Despite the inherent difficulties in attempting to structure a matrix that includes all the complex vital factors of population dynamics, the need to do so is urgent. A vast array of social, economic and demographic as well as epidemiologic factors shape the course of population change, and although it is doubtful that one comprehensive, all inclusive population theory will ever be formulated, scholars in various disciplines will continue to develop and refine segments of the theory.

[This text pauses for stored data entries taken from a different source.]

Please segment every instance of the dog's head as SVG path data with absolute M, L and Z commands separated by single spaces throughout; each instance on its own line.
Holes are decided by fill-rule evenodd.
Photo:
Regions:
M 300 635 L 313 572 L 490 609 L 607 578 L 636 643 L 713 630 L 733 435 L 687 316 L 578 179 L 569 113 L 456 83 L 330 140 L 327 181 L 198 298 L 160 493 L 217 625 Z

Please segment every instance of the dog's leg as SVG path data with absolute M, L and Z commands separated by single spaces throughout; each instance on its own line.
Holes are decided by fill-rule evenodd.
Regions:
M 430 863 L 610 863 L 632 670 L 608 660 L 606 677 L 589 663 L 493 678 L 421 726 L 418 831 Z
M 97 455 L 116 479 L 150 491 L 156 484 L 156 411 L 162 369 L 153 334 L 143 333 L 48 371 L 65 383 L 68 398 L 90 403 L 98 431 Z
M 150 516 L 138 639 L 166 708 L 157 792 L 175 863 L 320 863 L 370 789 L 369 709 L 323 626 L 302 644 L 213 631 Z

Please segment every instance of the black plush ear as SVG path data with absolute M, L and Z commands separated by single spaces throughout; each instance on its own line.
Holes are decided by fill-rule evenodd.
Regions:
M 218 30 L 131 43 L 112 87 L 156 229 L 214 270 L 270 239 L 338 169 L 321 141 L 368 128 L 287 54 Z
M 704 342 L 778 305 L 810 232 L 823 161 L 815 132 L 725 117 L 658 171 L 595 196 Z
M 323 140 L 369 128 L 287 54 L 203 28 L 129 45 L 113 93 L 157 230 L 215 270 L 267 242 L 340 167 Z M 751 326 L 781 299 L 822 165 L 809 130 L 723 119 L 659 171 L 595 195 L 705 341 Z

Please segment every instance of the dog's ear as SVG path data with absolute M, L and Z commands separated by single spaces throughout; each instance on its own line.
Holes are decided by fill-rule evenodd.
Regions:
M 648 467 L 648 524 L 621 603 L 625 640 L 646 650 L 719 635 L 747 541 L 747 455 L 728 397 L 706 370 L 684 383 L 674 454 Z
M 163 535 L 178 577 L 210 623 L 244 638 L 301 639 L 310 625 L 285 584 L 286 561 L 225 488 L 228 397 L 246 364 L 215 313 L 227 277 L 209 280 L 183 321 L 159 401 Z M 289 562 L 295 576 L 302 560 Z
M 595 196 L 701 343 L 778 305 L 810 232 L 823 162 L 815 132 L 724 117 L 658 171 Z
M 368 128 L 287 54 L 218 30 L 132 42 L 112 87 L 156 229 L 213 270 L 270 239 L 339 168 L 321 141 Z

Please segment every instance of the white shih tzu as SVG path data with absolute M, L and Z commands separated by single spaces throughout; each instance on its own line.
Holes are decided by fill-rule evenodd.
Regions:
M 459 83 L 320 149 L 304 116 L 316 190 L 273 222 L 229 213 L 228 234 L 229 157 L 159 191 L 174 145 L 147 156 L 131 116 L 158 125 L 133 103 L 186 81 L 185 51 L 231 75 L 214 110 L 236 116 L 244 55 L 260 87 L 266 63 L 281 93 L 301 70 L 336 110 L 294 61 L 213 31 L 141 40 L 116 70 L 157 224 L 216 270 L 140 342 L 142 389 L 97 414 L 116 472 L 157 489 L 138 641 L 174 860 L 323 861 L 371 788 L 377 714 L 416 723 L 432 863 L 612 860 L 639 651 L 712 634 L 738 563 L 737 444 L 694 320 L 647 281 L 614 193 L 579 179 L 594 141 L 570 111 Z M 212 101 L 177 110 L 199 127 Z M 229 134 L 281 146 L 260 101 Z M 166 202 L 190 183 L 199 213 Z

The theory of epidemiologic transition, which has been sketched in this brief essay, represents the continuing efforts of this author to crystallize the mechanisms of interaction that characterize the patterns, determinants and consequences of health and disease changes in a variety of social contexts. The basic strategy is not only to describe and compare the mortality transitions of various societies, but more importantly, to lend theoretical perspective to the process of population change by relating mortality patterns to demographic and socioeconomic trends—both longitudinally and cross-sectionally—through the development of models. With elaboration and refinement of such models, comparative analyses of the epidemiologic transition in various population groups can provide information needed to treat at least some of the many problems associated with disequilibrating population movements.

Acknowledgments

I want to express special thanks to Dr. John Cassel, Chairman of the Department of Epidemiology, School of Public Health, and to Dr. Moye Freyman, Director, Carolina Population Center, University of North Carolina, for their continuing support, valuable suggestions and constructive criticism throughout this project. Thanks also to Sandra Burden, social research assistant for her valuable contributions to this project; to Jeannette Cannon, Ann Herrin, Anita Leung, Çiçek Yener, statistical research assistants; to Cynthia Snow, editorial assistant; and to Libby Cline, secretary.

Endnotes

1

Data for the U.N. Model Life Tables are gathered from a number of countries around the world, with some unavoidable over-representation of countries that are now developed because their vital statistics are more complete and more accurate than those for less developed countries.

2

These figures are quoted only to indicate the relative magnitude of the problem as the deficiencies in reporting and diagnosis are well recognized.